Monday, March 21, 2005
Culture Wars
The New York Times ran yesterday with the contrarian view on steroids. This view parallels mine: Steroids are no more or less proper than prozac, anti-ADHD drugs and all other "performance enhancers". Money quote:
Lawyers take the anti-sleep drug Provigil to finish that all-night brief, in hopes of concentrating better. Classical musicians take beta blockers, which banish jitters, before a big recital.Is the student who swallows a Ritalin before taking the SAT unethical if the pill gives her an unfair advantage over other students? If a golfer pops a beta blocker before a tournament, is he eliminating a crucial part of competition - battling nerves and a chance of choking?

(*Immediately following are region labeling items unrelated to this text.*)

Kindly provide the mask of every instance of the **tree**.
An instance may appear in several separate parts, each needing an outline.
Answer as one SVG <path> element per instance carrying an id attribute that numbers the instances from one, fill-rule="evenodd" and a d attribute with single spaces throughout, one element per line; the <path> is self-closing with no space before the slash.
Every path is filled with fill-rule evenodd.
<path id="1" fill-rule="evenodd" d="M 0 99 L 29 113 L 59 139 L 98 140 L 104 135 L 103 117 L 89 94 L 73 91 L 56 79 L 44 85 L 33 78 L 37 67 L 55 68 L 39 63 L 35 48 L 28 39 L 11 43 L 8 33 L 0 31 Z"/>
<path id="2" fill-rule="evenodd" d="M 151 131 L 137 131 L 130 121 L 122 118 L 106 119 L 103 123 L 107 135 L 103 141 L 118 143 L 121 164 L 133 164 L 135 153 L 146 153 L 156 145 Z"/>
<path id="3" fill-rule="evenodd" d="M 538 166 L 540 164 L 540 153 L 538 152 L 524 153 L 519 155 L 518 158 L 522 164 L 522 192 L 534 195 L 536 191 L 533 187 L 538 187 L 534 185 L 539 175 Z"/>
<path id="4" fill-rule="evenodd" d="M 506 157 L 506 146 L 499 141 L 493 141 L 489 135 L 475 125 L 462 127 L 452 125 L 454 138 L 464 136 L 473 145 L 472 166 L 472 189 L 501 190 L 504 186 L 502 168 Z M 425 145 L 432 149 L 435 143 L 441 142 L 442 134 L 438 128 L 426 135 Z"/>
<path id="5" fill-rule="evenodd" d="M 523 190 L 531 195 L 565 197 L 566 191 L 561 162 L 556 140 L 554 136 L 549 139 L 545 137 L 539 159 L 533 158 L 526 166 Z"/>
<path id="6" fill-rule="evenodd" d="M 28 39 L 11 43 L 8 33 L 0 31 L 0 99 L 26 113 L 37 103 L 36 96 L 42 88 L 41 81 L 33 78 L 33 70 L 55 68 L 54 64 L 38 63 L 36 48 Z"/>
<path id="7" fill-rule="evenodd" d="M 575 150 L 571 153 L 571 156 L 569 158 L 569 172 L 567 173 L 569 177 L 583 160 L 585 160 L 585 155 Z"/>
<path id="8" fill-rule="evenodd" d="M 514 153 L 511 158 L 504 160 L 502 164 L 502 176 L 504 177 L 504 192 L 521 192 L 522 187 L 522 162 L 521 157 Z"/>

What steroids is really an offshoot of is the culture of drugs in America.
We are a society of "better living through chemistry." If it's caffeinated beverages to keep you awake, to sudapheds to give you a boost before kickoff, to lasix so you don't have to wear glasses, to creatine for the weight room, to benedryll to get your kids to sleep on an airplane, to steroids in sports. It's all the same thing - improving your life through chemistry.
If we want steroids out of sports, it's not going to happen until we start to get "enhancement" drugs out of all phases of out lives and only start using drugs for recuperative and healing purposes.
That won't happen anytime soon. Excuse me while I go get my morning caffeine fix.